Couvrir la politique locale, choix et limites

En janvier dernier, nous avons profité des vacances d'hiver pour prendre du recul et traiter des différents équilibres partisans de la commune ainsi que des pratiques typiques du Conseil municipal versoisien. Sa pause estivale est l'occasion de récidiver, cette fois-ci dans le but de détailler notre manière de traiter la politique locale, en mettant en exergue nos choix et nos limites.

Non-partisan ne veut pas dire tiède

À la différence de nombreux journaux locaux (ActuVernier, Tannayroli etc.), Versoix Région n'est pas édité par sa commune de domicile. Ainsi, ses journalistes et contributeurs bénéficient d'une liberté éditoriale, une qualité on ne peut plus importante dans le traitement de l'actualité politique.

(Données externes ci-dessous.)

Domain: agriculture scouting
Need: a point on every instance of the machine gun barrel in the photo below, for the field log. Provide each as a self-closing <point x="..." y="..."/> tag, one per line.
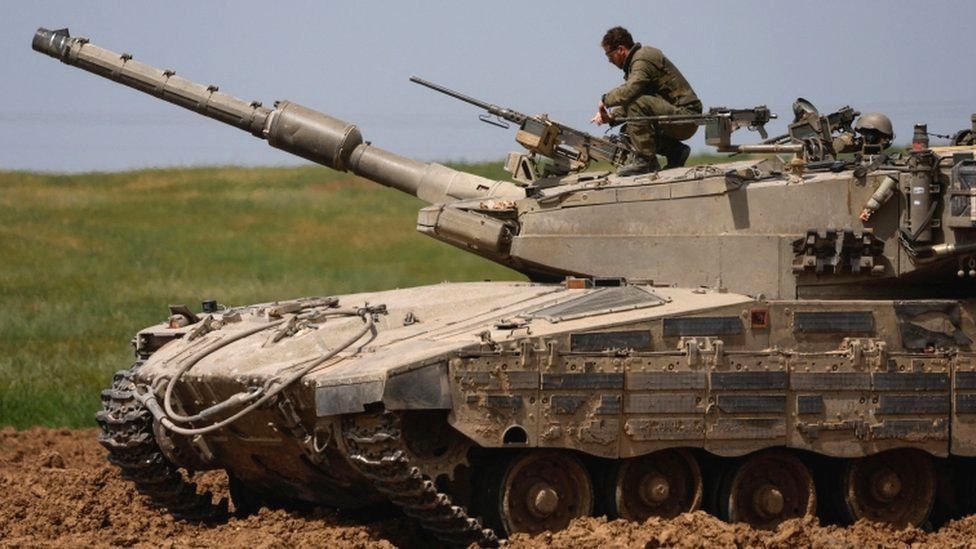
<point x="502" y="112"/>
<point x="544" y="136"/>
<point x="288" y="126"/>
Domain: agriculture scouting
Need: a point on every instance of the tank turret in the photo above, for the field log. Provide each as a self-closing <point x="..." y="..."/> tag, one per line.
<point x="822" y="225"/>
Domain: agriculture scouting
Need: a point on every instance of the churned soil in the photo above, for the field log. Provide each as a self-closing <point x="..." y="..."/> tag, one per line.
<point x="57" y="489"/>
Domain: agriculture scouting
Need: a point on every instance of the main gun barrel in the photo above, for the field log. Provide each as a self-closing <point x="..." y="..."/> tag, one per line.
<point x="288" y="126"/>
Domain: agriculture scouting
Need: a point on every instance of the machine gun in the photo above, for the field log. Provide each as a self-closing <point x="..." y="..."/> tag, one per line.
<point x="719" y="124"/>
<point x="570" y="150"/>
<point x="822" y="137"/>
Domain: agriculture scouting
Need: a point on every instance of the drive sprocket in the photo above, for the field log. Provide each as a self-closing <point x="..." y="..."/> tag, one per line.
<point x="127" y="434"/>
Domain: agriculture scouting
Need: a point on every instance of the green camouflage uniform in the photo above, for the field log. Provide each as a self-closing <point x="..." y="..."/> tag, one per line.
<point x="653" y="86"/>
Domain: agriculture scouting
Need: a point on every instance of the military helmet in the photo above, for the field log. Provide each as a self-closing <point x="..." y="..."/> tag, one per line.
<point x="875" y="122"/>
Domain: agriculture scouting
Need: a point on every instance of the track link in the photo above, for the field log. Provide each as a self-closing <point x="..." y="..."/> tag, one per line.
<point x="127" y="434"/>
<point x="377" y="450"/>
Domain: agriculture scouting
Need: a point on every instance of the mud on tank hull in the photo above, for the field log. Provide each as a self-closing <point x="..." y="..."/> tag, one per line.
<point x="519" y="406"/>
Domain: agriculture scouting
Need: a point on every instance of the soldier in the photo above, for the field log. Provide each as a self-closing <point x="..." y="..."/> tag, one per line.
<point x="653" y="86"/>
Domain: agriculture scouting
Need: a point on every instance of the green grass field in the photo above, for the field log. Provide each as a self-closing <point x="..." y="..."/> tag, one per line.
<point x="87" y="260"/>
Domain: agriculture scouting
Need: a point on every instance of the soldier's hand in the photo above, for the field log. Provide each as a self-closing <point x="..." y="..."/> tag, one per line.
<point x="601" y="116"/>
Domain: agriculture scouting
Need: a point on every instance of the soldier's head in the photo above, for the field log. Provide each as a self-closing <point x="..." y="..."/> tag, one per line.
<point x="616" y="43"/>
<point x="876" y="129"/>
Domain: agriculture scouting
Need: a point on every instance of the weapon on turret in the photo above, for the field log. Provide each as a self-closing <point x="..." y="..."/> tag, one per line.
<point x="571" y="150"/>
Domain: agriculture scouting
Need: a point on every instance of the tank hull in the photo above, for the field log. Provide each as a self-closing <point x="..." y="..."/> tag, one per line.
<point x="610" y="375"/>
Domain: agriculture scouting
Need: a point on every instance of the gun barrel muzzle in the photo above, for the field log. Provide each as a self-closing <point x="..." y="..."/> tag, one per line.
<point x="52" y="42"/>
<point x="288" y="126"/>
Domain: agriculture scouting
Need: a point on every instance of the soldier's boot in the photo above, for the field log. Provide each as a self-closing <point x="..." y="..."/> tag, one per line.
<point x="642" y="140"/>
<point x="677" y="155"/>
<point x="639" y="166"/>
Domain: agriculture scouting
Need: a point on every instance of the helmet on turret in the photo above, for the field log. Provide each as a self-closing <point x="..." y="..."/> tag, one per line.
<point x="875" y="128"/>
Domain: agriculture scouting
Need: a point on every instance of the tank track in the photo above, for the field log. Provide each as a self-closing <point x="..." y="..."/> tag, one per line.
<point x="127" y="434"/>
<point x="377" y="450"/>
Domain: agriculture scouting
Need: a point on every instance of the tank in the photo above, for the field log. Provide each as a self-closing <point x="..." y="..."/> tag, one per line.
<point x="782" y="334"/>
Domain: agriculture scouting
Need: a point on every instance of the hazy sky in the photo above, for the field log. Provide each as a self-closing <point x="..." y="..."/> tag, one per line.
<point x="912" y="60"/>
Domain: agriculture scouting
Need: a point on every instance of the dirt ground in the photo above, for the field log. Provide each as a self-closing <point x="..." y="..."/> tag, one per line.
<point x="57" y="489"/>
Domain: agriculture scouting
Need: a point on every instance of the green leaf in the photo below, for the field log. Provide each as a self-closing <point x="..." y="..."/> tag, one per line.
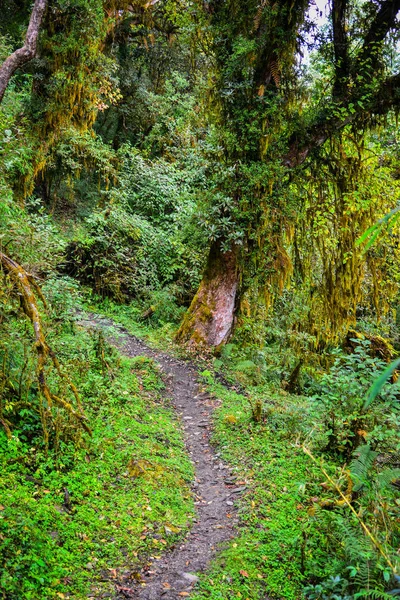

Grâce à cela, le compte-rendu du Conseil municipal est plus qu'un procès-verbal condensé. Au bénéfice de nos lecteurs, libre de leurs opinions politiques, nous optons pour un angle non-partisan. Cependant, ce n'est pas parce qu'un organe de presse est hors du champ politique qu'il doit servir une soupe tiède !

Ces derniers mois, certains élus ont déclaré qu'à leur goût, la presse ne mettait pas assez en avant les efforts du personnel politique. Pour citer M. Lambert (maire de Versoix, PDC) lors de la dernière sérénade au maire : «la politique ne bénéficie pas toujours, notamment via certains médias, de la reconnaissance de l'engagement». Ailleurs, le bruit court que l'absence du journaliste en charge de la couverture du Conseil municipal au «verre de l'amitié» troublerait une portion du personnel politique local.

Notre conception du journalisme, dans ce qu'il produit et dans sa pratique, n'est vraisemblablement pas alignée à ces positions. Non, ce n'est pas à la presse de se montrer reconnaissante de l'engagement politique de l'un ou de l'autre. En traitant sérieusement de la chose politique, elle poursuit un but plus important : sensibiliser chacun aux enjeux et aux acteurs de ce monde.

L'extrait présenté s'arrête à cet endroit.